A common phenomenon for New England lakes is the depletion of dissolved oxygen in bottom waters throughout the summer months. This occurs when thermal stratification prevents warmer, oxygenated surface waters from mixing with cooler, oxygen-depleted bottom waters in a lake. Dissolved oxygen concentrations can change dramatically with lake depth as oxygen is produced in the top portion of a lake (where sunlight drives photosynthesis and oxygen is added through the interface with the atmosphere) while oxygen is consumed near the bottom of a lake (where organic matter accumulates and decomposes). These deep layers are isolated and do not receive oxygen from surface waters or the atmosphere when the lake is thermally stratified. Dissolved oxygen levels below 5-6 ppm (and water temperatures above 24 °C) can stress and reduce habitat for cold-water fish and other sensitive aquatic organisms. The minimum water quality criterion is 5 ppm dissolved oxygen for Class B waters. In addition, anoxia (low dissolved oxygen, <1ppm) at lake bottom can result in the release of sediment-bound phosphorus (otherwise known as internal phosphorus loading), which becomes a readily available food source for algae. While thermal stratification and depletion of oxygen in bottom waters are natural phenomena, it is important to keep tracking these parameters to make sure the extent and duration of low oxygen are not exacerbated by human activities and do not inhibit aquatic life integrity.

Dissolved oxygen and temperature profiles are presented for two sites in Moultonborough Bay (WMO05ML and WMO20ML, 6 and 2 profiles available, respectively) and two sites in Winter Harbor (WWH10ML and WWH15WL, 4 profiles available each).

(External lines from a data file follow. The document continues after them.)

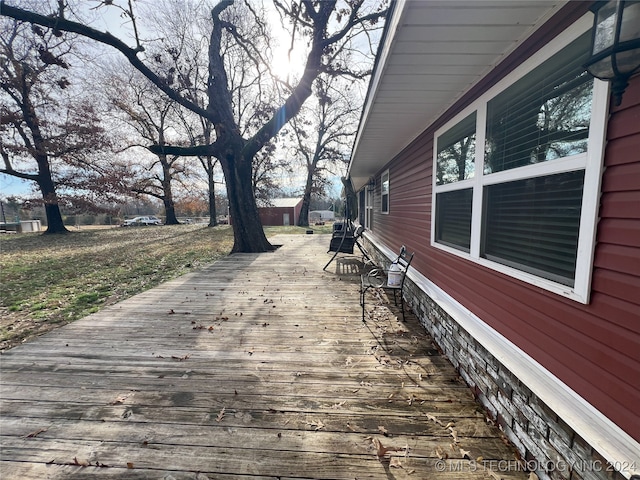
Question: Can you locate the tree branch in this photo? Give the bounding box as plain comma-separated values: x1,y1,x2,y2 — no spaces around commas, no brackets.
0,2,214,123
147,144,219,157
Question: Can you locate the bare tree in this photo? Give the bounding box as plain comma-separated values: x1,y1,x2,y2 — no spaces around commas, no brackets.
1,0,387,251
104,64,190,224
0,16,119,233
289,74,361,226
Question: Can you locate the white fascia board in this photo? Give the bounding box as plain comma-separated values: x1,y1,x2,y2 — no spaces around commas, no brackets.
348,0,408,184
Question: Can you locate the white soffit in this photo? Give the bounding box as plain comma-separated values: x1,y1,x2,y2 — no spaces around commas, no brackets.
349,0,566,190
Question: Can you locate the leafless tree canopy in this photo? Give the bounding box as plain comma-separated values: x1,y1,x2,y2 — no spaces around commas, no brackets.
1,0,387,250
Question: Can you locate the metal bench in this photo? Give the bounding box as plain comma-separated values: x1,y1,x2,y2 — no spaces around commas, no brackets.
360,245,414,323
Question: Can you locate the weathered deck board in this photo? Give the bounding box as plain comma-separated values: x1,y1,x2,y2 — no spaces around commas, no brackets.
0,234,527,479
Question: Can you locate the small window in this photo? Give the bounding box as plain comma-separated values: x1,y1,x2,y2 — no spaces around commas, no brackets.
365,185,374,229
435,188,473,252
437,112,476,185
381,170,390,214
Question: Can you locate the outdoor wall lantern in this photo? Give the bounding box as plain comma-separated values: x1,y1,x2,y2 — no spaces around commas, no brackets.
584,0,640,105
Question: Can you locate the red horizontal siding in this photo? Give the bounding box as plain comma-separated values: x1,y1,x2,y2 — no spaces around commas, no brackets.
591,269,640,304
596,218,640,247
604,133,640,166
594,243,640,277
601,162,640,192
367,65,640,440
599,191,640,219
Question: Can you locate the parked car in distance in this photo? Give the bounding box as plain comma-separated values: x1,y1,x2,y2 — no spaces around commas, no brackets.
121,216,162,227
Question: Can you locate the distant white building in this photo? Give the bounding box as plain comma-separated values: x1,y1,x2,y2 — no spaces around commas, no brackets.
309,210,335,222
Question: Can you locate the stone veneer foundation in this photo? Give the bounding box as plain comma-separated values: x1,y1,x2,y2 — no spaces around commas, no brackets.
362,238,629,480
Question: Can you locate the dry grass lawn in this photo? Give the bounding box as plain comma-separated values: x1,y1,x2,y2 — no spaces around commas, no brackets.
0,225,240,351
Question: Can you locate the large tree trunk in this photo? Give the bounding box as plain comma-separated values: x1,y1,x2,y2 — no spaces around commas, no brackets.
37,162,68,234
163,196,179,225
157,152,178,225
205,155,217,227
297,168,315,227
221,150,273,253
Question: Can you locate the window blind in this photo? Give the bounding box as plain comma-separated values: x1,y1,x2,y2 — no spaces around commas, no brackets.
436,188,473,252
485,32,593,174
482,171,585,286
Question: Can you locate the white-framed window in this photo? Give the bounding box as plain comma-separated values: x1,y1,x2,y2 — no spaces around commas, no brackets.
381,170,390,214
365,185,374,229
431,16,608,304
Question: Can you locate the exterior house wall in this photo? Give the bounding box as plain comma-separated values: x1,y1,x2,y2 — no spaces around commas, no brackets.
359,8,639,479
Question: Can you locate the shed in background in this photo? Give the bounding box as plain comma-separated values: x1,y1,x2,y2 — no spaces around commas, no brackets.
258,198,303,226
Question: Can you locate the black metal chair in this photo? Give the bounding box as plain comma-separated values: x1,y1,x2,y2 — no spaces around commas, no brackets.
360,246,414,323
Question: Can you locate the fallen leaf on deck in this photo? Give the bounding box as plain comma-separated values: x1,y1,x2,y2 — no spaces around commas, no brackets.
110,393,132,405
126,462,134,469
487,469,501,480
25,427,48,438
171,354,191,361
377,426,389,436
528,473,539,480
372,438,404,457
389,457,403,468
449,426,459,443
425,413,442,425
460,448,471,459
435,447,448,459
307,419,325,431
216,407,226,422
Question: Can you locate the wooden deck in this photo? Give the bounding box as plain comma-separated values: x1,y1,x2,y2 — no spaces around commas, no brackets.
0,234,527,479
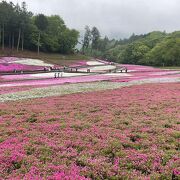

Sporadic dissolved oxygen and temperature profiles exist for other locations in the watersheds but not consistent enough for analysis.

Median dissolved oxygen and temperature at site WMO05ML (below Wingate Brook) shows summer thermal stratification, with high dissolved oxygen and warm water temperatures near the surface followed by a marked decrease in temperature and dissolved oxygen below the metalimnion (i.e., thermocline) between 5 and 10 m depth (Figure 3-3). Dissolved oxygen drops below 5 ppm at approximately 12 m. Water temperature is relatively uniform above 5 m, between 23°C and 24°C. Site WMO20ML (below Twentymile Brook) displays a similar pattern of summer thermal stratification; however, dissolved oxygen drops below 5 ppm higher in the profile, at approximately 9-10 m. Dissolved oxygen then drops below 1 ppm around 15 m. 

Dissolved oxygen and temperature at the deep spot in the southern end of Winter Harbor ((WWH15WL) also show summer thermal stratification, with dissolved oxygen dropping to 5 ppm at 15 m depth. The northern end (WWH10ML) is much shallower, at 35 feet, and median dissolved oxygen and temperature profiles suggest that there is no thermal stratification in this embayment. Dissolved oxygen is relatively uniform through the profile between 7 and 8 m, and temperature remains above 22°C throughout the profile. These warm temperatures throughout the water column limit coldwater refugia for fish and aquatic organisms.